The problem is cost. Those with insurance quickly exhaust meager benefits and most don’t have $5,000 to $20,000 a month for round-the-clock rehab.

And the long answer? It comes back to insurance, then takes a sharp turn toward federal legislation. Insurers are reluctant to cover even 30-day treatment stays these days, Anton writes. “The typical plan at Blue Cross and Blue Shield of Florida, for example, offered $2,500 a year in substance abuse benefits. Anything over that was not covered.”

It’s a gap that the newly implemented Mental Health Parity and Addiction Treatment Act was designed to overcome. The new laws require that issues like substance abuse be covered at the same level that classic “medical” problems are.

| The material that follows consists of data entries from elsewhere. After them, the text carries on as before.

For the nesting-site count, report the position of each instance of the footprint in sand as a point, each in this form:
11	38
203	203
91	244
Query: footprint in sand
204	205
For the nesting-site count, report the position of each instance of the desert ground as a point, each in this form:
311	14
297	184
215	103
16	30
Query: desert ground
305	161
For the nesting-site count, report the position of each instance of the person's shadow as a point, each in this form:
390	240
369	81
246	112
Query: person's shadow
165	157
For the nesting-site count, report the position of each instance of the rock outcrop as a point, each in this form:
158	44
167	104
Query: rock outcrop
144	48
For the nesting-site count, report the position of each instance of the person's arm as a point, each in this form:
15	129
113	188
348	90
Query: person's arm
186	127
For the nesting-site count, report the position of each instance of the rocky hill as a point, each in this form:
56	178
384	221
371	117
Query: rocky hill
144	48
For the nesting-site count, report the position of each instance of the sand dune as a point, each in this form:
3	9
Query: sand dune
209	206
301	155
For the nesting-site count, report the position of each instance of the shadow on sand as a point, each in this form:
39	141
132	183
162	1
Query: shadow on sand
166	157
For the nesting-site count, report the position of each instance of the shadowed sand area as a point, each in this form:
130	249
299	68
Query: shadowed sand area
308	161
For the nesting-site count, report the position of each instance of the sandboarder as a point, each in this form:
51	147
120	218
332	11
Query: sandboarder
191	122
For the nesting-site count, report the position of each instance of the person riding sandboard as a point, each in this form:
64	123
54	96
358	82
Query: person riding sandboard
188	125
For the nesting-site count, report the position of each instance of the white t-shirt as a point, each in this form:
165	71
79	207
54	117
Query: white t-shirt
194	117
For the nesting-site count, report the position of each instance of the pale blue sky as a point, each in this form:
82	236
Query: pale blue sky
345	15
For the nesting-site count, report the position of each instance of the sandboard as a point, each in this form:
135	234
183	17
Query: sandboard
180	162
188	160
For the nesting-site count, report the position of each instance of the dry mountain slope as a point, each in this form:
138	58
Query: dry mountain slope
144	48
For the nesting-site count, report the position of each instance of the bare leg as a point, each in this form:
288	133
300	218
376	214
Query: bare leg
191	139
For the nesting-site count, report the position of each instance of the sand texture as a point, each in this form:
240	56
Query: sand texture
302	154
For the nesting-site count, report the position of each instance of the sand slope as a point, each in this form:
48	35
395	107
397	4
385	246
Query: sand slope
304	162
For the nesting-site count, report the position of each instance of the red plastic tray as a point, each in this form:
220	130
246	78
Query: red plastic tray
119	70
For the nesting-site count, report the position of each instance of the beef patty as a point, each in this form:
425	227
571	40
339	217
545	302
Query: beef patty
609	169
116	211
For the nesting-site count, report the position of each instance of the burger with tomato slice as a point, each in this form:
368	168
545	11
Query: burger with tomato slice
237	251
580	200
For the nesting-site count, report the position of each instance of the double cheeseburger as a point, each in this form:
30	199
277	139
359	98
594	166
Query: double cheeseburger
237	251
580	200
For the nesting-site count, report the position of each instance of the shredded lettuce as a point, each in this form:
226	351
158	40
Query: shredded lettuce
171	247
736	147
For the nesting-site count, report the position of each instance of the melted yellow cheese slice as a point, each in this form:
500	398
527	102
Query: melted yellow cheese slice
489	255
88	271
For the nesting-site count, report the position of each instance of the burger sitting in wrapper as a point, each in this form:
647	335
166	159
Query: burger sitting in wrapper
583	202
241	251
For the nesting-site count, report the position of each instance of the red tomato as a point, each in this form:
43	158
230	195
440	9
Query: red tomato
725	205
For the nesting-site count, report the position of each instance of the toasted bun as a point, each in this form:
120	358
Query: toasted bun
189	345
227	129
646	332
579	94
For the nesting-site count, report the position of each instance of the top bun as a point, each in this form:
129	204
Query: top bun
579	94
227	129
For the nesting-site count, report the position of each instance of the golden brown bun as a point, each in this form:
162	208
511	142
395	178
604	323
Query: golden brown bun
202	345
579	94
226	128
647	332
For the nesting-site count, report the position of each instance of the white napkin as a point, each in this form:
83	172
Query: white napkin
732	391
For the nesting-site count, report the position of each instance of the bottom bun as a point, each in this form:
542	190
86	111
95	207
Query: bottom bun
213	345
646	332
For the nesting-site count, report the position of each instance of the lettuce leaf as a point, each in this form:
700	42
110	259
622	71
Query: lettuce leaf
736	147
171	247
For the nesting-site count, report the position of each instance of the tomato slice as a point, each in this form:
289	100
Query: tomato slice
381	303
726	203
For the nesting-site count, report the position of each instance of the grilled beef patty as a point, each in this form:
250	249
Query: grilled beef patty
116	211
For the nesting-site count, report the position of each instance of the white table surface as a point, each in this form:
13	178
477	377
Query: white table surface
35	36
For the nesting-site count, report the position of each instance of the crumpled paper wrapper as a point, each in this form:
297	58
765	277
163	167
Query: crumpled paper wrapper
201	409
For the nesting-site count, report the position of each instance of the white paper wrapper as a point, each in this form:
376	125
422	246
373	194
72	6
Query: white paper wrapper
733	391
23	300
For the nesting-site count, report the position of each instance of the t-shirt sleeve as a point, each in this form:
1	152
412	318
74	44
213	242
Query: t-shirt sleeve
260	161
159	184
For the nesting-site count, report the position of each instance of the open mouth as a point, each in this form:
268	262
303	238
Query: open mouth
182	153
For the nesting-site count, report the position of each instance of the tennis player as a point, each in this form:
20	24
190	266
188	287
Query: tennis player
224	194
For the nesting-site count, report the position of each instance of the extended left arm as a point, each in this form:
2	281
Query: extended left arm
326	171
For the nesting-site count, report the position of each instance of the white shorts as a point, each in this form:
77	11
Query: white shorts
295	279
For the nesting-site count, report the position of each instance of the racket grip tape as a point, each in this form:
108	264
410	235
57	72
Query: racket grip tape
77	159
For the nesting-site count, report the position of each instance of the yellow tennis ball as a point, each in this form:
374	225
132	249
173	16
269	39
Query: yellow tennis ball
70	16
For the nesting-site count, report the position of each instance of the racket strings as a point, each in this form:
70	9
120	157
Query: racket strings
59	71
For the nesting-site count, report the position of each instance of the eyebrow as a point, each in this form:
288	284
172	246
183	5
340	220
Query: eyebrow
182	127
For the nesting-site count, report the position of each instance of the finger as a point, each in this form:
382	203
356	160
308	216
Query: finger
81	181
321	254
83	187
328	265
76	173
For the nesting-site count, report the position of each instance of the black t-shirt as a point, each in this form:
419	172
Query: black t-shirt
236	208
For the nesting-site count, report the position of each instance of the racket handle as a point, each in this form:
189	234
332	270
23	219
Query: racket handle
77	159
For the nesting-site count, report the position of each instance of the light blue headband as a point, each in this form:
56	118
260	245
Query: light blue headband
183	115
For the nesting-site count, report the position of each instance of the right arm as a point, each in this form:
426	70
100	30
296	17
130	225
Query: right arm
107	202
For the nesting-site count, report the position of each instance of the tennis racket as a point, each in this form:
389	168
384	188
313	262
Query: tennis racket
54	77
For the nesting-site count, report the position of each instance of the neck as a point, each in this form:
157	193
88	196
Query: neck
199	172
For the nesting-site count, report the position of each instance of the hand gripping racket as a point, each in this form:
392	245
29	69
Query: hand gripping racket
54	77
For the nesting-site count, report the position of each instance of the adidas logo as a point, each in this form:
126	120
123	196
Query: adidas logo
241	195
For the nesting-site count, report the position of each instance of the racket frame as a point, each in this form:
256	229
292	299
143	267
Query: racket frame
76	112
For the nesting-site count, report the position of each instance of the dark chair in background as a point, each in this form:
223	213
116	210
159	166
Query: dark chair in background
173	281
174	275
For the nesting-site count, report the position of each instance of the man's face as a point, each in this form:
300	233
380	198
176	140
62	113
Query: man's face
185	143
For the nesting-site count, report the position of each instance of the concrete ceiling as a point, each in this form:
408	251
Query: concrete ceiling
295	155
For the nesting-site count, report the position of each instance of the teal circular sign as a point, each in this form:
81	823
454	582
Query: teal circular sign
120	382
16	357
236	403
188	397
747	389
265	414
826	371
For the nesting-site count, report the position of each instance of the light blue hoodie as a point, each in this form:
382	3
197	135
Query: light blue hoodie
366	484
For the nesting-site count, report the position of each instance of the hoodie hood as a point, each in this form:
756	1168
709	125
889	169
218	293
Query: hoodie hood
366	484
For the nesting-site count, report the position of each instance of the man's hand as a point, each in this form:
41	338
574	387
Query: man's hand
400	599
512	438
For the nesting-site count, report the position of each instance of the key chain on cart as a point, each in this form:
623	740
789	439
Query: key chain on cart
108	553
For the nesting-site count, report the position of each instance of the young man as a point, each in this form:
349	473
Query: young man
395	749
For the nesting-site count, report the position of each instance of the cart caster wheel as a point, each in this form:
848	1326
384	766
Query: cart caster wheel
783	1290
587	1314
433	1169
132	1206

Still, the new regulations apply only to companies with 51 or more employees. Though the law will likely improve care and make it more affordable, it won’t change the way insurers decide what is medically necessary. So with the push away from inpatient treatment, many addicts will try outpatient programs, which cost less, experts say.

Perhaps that is why 120 outpatient programs opened across Florida in the past two years. Florida licensed almost 400 new substance abuse treatment programs across the state, including 62 in the Tampa Bay area. Many focus on intervention, detox and the use of weaning medications such as Suboxone and methadone.